Ed Miliband is on the side of the majority

Tomorrow, Labour leader Ed Miliband will join union leaders to address a rally of tens of thousands of ordinary men and women who have marched through the streets of London calling out for a future that works.

The Tories, of course, will try to dismiss this as Labour being in the pockets of the unions with all the usual right-wing rhetoric it and its supporters can muster. We all know that’s just the Tories mood music; the  comfort blanket it turns to whenever the public opinion tide starts to turn.

For the tide is turning and the Tories should be scared.  Their covert agenda of rolling back the state; of dismantling our NHS; stripping workers of rights, of creating a large pool of cheap labour to bring about a new order, is gradually being rumbled.

No-one now believes that we are all in this together.  The austerity programme offers little hope to anyone who doesn’t have a million pounds in the bank. Living standards of hard-working families are being driven down;  pay is being cut and frozen while prices are allowed to soar.  We have just seen the perfect storm of cost of living increases that signal economic hardship for years to come.

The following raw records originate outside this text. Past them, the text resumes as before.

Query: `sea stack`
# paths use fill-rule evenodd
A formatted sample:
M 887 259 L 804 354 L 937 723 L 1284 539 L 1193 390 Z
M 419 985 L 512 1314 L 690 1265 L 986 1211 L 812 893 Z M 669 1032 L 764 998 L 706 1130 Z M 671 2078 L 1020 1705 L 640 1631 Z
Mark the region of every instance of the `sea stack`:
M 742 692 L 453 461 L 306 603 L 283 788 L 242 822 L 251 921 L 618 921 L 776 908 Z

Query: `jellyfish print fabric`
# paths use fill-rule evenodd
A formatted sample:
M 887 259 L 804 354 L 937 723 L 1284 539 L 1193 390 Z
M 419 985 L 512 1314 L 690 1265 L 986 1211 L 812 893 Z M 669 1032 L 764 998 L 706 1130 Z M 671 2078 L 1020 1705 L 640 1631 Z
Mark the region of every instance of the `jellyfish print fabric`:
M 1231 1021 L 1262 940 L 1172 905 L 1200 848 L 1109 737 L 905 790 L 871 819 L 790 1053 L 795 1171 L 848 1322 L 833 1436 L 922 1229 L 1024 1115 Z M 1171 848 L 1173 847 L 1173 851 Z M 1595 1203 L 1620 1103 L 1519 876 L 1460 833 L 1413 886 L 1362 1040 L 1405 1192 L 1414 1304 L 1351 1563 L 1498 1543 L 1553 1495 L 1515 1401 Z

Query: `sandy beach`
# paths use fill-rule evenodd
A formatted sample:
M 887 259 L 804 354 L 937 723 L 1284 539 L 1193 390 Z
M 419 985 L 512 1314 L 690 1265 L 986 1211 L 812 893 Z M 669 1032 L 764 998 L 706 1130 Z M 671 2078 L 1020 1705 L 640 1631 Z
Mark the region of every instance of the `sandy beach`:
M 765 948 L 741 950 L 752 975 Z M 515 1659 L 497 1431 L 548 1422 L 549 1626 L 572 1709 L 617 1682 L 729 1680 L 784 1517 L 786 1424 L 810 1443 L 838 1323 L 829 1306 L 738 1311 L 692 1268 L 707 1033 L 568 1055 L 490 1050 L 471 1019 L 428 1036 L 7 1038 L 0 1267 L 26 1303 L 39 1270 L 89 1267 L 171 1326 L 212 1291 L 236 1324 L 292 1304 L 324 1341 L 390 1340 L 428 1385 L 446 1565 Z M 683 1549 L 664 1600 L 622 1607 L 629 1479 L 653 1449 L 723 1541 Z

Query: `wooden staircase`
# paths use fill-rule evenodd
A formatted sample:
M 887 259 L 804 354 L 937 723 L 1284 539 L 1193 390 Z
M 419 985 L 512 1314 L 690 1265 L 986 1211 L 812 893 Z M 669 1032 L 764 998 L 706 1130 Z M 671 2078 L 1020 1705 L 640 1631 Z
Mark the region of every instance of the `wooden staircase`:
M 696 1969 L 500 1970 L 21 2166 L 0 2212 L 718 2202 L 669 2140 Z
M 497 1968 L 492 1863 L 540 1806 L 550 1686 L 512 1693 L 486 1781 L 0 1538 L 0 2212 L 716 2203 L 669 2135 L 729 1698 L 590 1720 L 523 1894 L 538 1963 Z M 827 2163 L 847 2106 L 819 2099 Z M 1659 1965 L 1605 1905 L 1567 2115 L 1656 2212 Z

Today in Tory Britain, we have food banks, pay-day loan sharks, benefit cuts  to those who most need them and tax cuts for those who don’t.  We have more than one million of our young people without work and no hope of getting a job in the future.  We have the longest period of falling wages since the 1920s, while the wealth of the richest soars.

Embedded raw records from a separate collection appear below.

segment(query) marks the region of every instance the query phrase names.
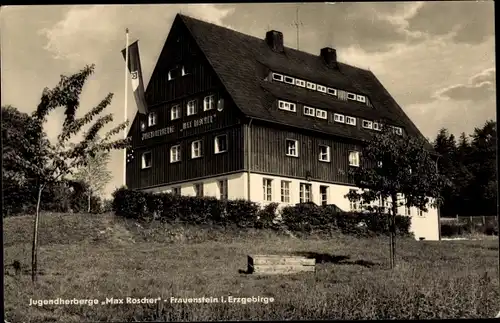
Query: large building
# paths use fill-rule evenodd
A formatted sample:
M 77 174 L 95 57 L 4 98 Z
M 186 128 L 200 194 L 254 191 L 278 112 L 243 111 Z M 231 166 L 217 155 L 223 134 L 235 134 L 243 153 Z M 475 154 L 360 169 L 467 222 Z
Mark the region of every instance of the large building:
M 375 75 L 335 49 L 313 55 L 284 47 L 279 31 L 260 39 L 184 15 L 145 95 L 126 181 L 151 192 L 352 210 L 344 195 L 363 142 L 382 124 L 422 136 Z M 400 213 L 417 239 L 439 239 L 436 209 Z

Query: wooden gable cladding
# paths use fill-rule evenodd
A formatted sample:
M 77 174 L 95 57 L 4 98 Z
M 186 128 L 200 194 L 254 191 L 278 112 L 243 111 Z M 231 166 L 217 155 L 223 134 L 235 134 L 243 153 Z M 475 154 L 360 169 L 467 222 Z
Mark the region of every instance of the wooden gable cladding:
M 286 155 L 287 139 L 298 141 L 298 157 Z M 330 147 L 330 162 L 319 161 L 320 145 Z M 252 125 L 251 147 L 251 171 L 346 184 L 353 183 L 348 176 L 353 167 L 349 166 L 349 152 L 358 151 L 362 155 L 362 146 L 355 141 L 264 123 Z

Even the International Monetary Fund is now saying that cutting too deep and too fast is bad for the economy and will push it down even further.

This government has tried to drive a wedge between the majority of people,  fostering job and pension envy, blaming the public sector for the economic crisis and demonising those who can’t help themselves.  But the real divide they have engineered, is between rich and poor

Pitting the public sector worker against the private sector worker is wearing thin.  People realise that care workers, teaching assistants, dinner ladies and the army of people who look after our poor, sick and vulnerable and keep our streets clean and safe, are equally struggling to make ends meet.

Our fight and our march tomorrow is about the kind of society we leave to our children.  It is about defending all the good that has been introduced into our society over the past 100 years.  It is against the insidious new order that these nouveau Tories want to create.

That is why it is so important that our Labour leader has chosen sides.  He is prepared to stand on the same side of the street as the people who are  most affected by the political and economic decisions of a millionaire’s government. That is, with us – the majority.